Of these heroic men and women we know hardly anything for certain save their names. They lived in that age of legend and mystery during which Paganism was making its last stand against the victorious onslaught of the new faith. If their actions were recorded by contemporary writers, the manuscripts were destroyed by the barbarian hordes who scourged the land in the course of the nine hundreds--and the biographies of later writers, compiled as they must have been from hearsay evidence, and after ample time had elapsed for the legends to grow, are little more than a fascinating texture of folklore and myth--naïve and beautiful fairy tales, of which the most that can be said of them is that, perhaps, they are founded on fact.

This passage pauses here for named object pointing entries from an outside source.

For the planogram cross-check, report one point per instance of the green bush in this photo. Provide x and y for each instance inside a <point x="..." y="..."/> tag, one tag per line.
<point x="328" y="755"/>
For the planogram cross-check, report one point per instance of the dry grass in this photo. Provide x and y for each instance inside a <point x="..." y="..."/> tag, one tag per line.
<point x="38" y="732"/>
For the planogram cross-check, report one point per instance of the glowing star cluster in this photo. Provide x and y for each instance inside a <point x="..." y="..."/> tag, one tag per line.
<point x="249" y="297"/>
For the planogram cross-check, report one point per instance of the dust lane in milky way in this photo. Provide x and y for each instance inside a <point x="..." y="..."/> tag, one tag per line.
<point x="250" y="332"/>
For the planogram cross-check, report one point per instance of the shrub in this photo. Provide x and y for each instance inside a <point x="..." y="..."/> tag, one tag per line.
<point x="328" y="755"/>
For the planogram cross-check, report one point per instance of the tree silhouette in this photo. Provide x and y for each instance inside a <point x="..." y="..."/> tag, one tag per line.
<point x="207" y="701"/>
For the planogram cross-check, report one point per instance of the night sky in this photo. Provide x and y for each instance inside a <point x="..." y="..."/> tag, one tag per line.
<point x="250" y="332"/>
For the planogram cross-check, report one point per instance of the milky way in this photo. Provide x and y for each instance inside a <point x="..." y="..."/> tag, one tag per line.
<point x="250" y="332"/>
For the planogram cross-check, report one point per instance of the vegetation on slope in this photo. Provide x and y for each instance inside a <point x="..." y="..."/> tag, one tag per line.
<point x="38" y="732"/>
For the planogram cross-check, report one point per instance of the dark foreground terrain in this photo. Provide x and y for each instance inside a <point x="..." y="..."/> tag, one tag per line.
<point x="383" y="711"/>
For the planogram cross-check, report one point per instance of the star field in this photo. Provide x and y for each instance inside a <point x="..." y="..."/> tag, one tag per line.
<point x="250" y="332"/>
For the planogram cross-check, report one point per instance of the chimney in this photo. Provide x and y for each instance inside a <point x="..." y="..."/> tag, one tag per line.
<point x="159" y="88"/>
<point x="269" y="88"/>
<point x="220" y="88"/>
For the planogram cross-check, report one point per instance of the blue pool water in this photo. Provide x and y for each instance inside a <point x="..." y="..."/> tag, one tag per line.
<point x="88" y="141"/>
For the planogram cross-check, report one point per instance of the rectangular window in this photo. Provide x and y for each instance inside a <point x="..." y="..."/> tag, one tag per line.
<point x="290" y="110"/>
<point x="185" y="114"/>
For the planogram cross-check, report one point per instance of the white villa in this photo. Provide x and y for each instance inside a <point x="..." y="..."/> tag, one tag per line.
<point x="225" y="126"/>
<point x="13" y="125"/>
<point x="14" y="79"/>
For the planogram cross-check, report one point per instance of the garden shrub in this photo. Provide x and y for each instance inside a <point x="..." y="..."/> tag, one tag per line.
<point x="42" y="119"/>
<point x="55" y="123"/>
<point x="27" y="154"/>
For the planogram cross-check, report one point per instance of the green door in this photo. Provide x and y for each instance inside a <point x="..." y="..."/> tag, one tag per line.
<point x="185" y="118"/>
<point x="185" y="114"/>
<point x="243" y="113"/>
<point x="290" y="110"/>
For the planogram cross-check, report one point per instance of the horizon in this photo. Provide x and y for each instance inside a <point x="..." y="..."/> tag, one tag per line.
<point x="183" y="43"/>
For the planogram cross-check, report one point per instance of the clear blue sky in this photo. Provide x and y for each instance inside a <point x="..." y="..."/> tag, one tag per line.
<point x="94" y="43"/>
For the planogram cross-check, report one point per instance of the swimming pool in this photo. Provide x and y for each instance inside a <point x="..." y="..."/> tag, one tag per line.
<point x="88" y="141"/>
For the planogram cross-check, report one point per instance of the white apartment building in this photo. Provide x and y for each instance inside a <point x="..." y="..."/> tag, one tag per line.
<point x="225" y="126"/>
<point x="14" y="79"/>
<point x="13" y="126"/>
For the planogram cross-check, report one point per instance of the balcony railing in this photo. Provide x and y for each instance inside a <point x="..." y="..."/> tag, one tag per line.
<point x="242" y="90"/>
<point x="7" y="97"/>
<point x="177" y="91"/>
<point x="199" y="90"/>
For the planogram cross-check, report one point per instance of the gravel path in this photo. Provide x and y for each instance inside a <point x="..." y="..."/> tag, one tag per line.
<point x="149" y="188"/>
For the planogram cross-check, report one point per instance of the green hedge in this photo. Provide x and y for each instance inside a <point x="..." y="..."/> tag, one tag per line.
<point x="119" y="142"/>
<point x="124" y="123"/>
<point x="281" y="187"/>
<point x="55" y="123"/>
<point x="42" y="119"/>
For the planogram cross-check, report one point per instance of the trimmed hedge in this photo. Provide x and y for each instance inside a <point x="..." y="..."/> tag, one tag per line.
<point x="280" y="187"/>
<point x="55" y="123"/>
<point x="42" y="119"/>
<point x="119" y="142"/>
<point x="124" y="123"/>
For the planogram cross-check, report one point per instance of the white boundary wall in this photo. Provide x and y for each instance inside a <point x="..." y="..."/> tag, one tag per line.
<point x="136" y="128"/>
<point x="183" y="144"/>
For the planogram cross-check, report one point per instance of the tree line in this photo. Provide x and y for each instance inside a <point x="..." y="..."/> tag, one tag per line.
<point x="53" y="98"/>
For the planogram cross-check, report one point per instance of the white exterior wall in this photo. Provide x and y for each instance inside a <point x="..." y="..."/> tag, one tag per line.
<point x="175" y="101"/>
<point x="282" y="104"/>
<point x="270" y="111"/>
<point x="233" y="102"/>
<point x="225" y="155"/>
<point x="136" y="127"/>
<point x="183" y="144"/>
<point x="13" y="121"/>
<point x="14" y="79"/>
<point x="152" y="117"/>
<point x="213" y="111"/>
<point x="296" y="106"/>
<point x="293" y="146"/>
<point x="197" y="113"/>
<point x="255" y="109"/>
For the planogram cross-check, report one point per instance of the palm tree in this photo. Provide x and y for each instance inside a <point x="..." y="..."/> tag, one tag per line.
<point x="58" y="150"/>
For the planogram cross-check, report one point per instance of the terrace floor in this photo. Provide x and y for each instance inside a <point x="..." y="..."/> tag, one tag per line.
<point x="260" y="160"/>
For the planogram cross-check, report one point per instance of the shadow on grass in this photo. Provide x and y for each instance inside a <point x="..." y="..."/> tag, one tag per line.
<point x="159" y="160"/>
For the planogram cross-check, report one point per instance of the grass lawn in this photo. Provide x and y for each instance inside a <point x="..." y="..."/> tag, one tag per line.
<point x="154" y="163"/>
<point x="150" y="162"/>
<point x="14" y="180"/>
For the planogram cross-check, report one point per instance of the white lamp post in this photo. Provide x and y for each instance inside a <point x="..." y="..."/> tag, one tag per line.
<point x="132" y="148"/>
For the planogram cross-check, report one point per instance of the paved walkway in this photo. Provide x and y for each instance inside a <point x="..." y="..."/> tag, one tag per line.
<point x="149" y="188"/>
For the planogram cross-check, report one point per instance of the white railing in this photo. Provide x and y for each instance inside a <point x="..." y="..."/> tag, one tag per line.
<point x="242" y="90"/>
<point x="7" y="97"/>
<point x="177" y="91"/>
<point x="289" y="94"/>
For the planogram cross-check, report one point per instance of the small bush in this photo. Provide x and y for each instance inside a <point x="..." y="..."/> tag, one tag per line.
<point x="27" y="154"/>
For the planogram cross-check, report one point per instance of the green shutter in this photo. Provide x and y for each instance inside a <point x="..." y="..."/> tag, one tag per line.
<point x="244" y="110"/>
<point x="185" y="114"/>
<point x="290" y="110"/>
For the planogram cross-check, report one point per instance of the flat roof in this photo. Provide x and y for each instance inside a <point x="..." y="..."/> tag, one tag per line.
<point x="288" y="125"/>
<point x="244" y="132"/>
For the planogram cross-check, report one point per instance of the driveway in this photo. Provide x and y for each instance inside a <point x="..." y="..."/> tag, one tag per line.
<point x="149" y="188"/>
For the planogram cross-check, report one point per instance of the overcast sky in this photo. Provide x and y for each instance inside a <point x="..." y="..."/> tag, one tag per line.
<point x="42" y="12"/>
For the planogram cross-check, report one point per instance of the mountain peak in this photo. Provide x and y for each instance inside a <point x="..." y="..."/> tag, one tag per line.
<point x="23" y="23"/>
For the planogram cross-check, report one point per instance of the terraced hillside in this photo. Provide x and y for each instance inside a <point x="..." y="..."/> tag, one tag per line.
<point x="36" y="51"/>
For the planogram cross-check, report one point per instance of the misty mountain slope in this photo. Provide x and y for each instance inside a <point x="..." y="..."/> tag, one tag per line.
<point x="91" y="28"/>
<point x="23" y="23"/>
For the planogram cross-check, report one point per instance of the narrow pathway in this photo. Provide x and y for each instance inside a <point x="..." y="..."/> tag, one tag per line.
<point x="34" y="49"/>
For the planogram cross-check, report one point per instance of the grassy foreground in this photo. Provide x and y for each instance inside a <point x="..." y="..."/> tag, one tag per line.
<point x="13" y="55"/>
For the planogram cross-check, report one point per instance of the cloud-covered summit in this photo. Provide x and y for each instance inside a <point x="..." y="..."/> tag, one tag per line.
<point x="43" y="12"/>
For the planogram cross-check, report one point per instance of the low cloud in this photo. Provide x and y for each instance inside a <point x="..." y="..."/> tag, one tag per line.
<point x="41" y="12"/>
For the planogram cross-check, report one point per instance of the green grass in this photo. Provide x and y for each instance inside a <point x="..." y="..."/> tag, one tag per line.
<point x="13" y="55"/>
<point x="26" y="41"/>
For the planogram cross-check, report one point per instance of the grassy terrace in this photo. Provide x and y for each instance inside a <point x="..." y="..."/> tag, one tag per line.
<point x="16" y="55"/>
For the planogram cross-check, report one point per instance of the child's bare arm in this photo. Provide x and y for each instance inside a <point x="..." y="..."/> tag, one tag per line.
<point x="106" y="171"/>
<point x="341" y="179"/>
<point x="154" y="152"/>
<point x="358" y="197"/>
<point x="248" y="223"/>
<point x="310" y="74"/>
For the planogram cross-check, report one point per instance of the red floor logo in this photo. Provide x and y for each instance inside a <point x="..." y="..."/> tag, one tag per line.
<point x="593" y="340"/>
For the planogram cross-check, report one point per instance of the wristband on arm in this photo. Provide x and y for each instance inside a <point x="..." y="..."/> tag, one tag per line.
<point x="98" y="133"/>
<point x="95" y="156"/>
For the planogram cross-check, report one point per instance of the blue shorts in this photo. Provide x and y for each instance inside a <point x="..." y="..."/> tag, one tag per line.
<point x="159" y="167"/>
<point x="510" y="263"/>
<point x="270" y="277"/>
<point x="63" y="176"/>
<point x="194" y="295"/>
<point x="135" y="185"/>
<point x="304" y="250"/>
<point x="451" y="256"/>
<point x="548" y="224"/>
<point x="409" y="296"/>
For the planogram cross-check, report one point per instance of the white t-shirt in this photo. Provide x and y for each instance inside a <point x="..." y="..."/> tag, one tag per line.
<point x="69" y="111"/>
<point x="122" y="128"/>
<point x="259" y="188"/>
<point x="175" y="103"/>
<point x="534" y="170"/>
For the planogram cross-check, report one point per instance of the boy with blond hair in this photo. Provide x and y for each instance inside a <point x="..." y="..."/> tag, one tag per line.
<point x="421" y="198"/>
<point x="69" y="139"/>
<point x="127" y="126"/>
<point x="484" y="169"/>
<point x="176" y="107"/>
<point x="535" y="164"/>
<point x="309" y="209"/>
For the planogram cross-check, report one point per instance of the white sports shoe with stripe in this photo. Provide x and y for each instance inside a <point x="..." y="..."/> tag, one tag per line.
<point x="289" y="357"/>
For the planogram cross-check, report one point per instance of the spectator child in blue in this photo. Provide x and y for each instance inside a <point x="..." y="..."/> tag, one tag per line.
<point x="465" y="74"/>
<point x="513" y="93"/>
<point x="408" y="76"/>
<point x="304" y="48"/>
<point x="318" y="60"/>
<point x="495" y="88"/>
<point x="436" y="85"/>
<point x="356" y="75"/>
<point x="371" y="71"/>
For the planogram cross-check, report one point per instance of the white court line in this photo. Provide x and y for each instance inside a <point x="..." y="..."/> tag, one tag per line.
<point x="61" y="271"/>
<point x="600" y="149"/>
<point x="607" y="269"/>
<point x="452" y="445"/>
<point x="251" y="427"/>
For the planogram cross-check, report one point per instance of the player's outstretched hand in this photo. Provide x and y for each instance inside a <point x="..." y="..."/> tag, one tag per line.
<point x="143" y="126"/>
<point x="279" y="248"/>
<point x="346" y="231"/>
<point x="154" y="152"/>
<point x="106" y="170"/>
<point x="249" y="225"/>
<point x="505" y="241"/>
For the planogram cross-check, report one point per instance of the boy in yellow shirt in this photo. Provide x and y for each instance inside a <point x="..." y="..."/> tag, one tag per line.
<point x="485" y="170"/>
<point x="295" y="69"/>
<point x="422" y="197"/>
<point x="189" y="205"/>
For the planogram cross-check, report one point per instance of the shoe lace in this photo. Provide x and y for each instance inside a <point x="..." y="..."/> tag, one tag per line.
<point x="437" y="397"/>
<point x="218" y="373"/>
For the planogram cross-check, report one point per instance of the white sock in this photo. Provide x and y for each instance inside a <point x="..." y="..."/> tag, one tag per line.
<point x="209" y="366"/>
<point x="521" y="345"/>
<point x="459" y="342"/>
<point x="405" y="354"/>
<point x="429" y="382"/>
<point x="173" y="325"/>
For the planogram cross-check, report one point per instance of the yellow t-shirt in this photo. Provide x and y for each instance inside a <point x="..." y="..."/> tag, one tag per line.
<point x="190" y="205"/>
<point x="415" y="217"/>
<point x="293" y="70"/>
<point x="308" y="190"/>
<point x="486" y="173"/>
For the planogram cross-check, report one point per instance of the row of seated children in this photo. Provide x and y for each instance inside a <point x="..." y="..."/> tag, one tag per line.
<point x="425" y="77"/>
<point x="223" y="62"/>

But if there are no authentic chronicles of the lives of the early saints of Brabant, we know that their lives were not lived in vain; the bountiful harvest which was reaped by after generations bears witness to the excellence of the seed which these men had sown, and to the care and the diligence with which they and their successors had tended it; and after all the ecclesiastical seal of canonisation has been in most cases, especially in these early days, the outcome rather than the cause of popular devotion. As Taine shrewdly notes, man is too envious and too egoistical to lavish gratitude where none is due, and the estimation in which they were held by the people is sufficient proof of their sterling worth. We see them pale, shadowy, vague, like the white cloud which hovered over the battlefield of Louvain, but the victors saw in that white cloud, 'la benoite vierge Marie et Saint Lambert avec Monsieur Saint Pierre semblant de vouloir secourir le peuple Chrétien,' and so heartened were they by the vision that they put to flight the Pagan host, and no less fruitful in results are the forgotten lives and the forgotten labours of those great pioneers of civilisation who to-day are for us but as beautiful phantoms.